"A sleep(1) is put into all SSL_read() and SSL_write() calls..."

kqr2 · on June 25, 2010

It looks like someone forgot to remove the "speed-up loop".

http://thedailywtf.com/Articles/The-Speedup-Loop.aspx

fourneau · on June 25, 2010

That's both hilarious and frightening all at once. Luckily static analysis tools catch that kind of stuff very easily now...

dschobel · on June 25, 2010

Additionally I think you'd be hard pressed to find a modern compiler (for some loose definition of modern) which would not optimize that loop away.

someone_here · on June 25, 2010

At that point they would just turn on the optimizations as an "insurance".

eru · on June 25, 2010

Don't you mean off?

sprout · on June 25, 2010

Not in the cloud they don't.

dredge · on June 25, 2010

As the bug report mentions, the sleep(1) call appears to be wrapped in a #define that (I assume) won't be active in normal OpenSSL builds. At least in v0.9.8o (the only one I checked) the only references I see are:

ssl/s2_pkt.c:

    #ifdef PKT_DEBUG
        if (s->debug & 0x01) sleep(1);
    #endif

There are two references like that to PKT_DEBUG (read and write); the only other is:

ssl/ssl_locl.h:

    /*#define PKT_DEBUG 1   */

I suspect this is a non-issue. Interesting though.

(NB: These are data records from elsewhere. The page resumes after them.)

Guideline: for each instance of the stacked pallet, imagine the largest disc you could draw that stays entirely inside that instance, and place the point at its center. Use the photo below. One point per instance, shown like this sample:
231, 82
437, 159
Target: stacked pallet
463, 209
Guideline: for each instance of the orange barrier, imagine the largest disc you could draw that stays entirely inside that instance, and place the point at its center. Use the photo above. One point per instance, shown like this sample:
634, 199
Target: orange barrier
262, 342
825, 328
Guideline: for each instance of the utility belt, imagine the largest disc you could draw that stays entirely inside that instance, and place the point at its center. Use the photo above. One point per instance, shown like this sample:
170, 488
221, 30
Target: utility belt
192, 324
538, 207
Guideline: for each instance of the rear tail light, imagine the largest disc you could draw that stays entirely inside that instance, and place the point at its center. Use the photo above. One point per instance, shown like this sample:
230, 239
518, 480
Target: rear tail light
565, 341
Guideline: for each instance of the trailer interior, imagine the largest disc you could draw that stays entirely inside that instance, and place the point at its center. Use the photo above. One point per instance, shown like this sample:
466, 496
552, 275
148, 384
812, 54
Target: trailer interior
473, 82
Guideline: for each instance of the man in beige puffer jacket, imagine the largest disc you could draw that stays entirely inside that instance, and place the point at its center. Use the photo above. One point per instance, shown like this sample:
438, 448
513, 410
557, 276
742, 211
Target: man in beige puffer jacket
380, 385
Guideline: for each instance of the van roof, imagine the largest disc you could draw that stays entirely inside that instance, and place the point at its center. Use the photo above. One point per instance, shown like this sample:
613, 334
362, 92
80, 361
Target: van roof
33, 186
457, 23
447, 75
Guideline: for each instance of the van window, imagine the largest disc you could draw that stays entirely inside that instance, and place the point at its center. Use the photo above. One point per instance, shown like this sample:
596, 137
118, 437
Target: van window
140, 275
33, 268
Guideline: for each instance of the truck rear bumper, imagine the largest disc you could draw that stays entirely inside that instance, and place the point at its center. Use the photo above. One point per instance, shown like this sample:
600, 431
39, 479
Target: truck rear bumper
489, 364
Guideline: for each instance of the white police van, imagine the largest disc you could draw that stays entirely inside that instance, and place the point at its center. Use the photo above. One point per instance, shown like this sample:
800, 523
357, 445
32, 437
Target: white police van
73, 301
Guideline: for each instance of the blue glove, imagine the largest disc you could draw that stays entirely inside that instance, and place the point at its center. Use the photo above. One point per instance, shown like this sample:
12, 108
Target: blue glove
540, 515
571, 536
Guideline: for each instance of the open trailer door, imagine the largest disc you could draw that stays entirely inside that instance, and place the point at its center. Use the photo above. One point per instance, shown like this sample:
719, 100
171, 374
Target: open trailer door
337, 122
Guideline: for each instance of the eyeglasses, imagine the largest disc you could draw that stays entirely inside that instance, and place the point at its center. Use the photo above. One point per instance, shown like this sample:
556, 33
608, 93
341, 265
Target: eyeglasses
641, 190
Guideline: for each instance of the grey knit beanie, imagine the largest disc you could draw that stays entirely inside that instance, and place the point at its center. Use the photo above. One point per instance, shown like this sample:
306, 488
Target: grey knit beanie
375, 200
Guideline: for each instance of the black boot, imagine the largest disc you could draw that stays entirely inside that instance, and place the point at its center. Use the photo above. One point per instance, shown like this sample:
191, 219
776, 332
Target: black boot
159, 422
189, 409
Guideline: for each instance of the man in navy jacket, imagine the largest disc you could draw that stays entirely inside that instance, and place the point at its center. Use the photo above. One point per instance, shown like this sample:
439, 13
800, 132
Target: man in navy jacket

hartror · on June 25, 2010

Wow I wonder how many people gave up using the ssl lib as too slow due to this bug?

po · on June 25, 2010

I bet removing this causes something somewhere to break.

typedef_void · on June 25, 2010

is sleep(1) noisy?

if so, it might be vs timing attacks

jakevoytko · on June 25, 2010

Sleep(1) is very noisy on Windows machines. The time slice given by default is ~15-20ms [1], and calling Sleep(<15) relinquishes the rest of the time slice. Windows has a multimedia API that can be used to get intervals down to 1ms, but it requires system calls that increase your system load. So you usually just need to use proper synchronization anyways, which is what the Python guys should have done :)

This crummy Sleep() implementation has some nice effects on programmers. Those who like to solve problems with lots of copy/paste code are forced to think about using proper synchronization primitives when running high resolution loops that wait for events, or their code just won't run very fast.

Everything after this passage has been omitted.